The only interesting people we met were an Englishman and a German. The Englishman thought Telith was wonderful and the Englishman took a shine to me-I couldn't stand him. When Telith moved to England the next year she saw him and kept in touch with him, but he died quite soon after. When we reached New York he expected to take a couple of girls to one of the shows, but they disappointed him so he took us.
When I got home I received 2 or 3 letters that Junior had sent me at different ports-too late. So we continued to go together and in May he decided he would propose-and he did-in his "Moon." So September was decided on for us to be married. I spent a lot of the summer at Bear Lake and on weekends he would come up to see me.
So on September eighth we were married in the Salt Lake Temple by David O. McKay. He gave us a wonderful blessing.
That night my family had a reception for us in the old home. They served refreshments in the basement and had dancing on the South lawn. It was nice-I guess. We spent our honeymoon driving to the Northwest and Victoria, and Vancouver and down to San Fran. on way home and then we lived in Telith's home on Jackson -as she had gone to England to be with Frank who was working for a Sugar Company. They lived in Woodhall Spa-for 10 years.
Junior was a busy doctor-working with his father (E. I. Rich) and he was a "family" physician even though he had specialized in Surgery. He delivered many babies too. I spent many hours going on evening calls with him-and waiting at home. He was great to be with-a good disposition and fun too.
Among my friends were Dolores Eccles, Ida Scowcroft, Ida Scowcroft James, Doll Rich, Virginia Pugmire, Virginia Baker Jost-and many others, including Junior's sisters Cleone, Avon and Myrene. We were very close to Junior's mother and father-visiting frequently and having Sunday dinners together.

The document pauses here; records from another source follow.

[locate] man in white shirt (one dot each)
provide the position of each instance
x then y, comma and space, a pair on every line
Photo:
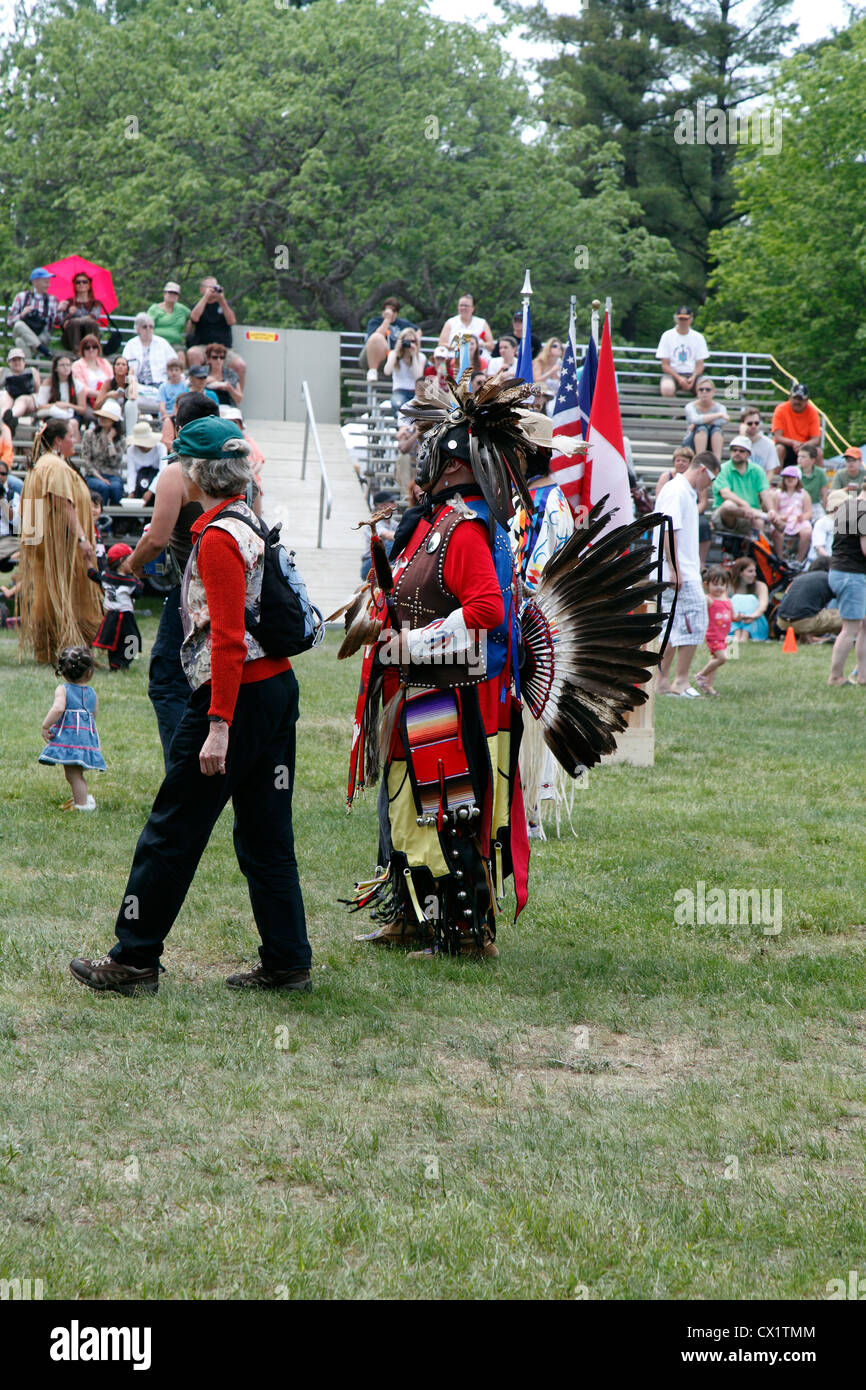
683, 353
763, 449
679, 501
149, 355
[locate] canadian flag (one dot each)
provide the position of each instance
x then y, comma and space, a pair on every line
605, 470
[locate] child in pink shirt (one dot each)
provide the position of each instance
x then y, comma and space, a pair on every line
717, 588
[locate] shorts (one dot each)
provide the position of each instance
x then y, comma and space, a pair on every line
850, 590
691, 617
742, 526
711, 430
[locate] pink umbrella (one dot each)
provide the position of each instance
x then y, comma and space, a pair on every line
66, 270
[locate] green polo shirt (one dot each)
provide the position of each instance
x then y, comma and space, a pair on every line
170, 325
747, 485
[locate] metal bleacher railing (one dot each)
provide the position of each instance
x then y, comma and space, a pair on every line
654, 424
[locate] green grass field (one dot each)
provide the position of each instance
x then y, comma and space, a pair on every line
622, 1107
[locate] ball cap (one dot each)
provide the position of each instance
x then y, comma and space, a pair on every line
209, 438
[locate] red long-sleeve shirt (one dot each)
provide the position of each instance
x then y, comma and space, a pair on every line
223, 576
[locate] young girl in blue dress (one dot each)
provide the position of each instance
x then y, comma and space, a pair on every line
70, 730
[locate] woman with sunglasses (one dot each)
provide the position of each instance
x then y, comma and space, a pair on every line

The year before we were married Cleone and Royal had a four year old boy burned by his clothes catching fire at a bonfire. He died that night.
Our first daughter Sharon was born on April 11, 1929. Black wavy hair which the nurses loved to fix--weighed 7 lbs. When we brought her home I had Wealthy Pincock, a practical nurse, help me for a week or so. I also had a steady girl with me-Elsie Anderson-and she was with us for ten years.
Sharon was "full of beans" as Telith said-and kept us busy-proud parents.
We spent the summers at Bear Lake in Telith's house as she had gone to England. At a later time the lake was very low, and he [Junior] would fly up and land on the beach in front of the house.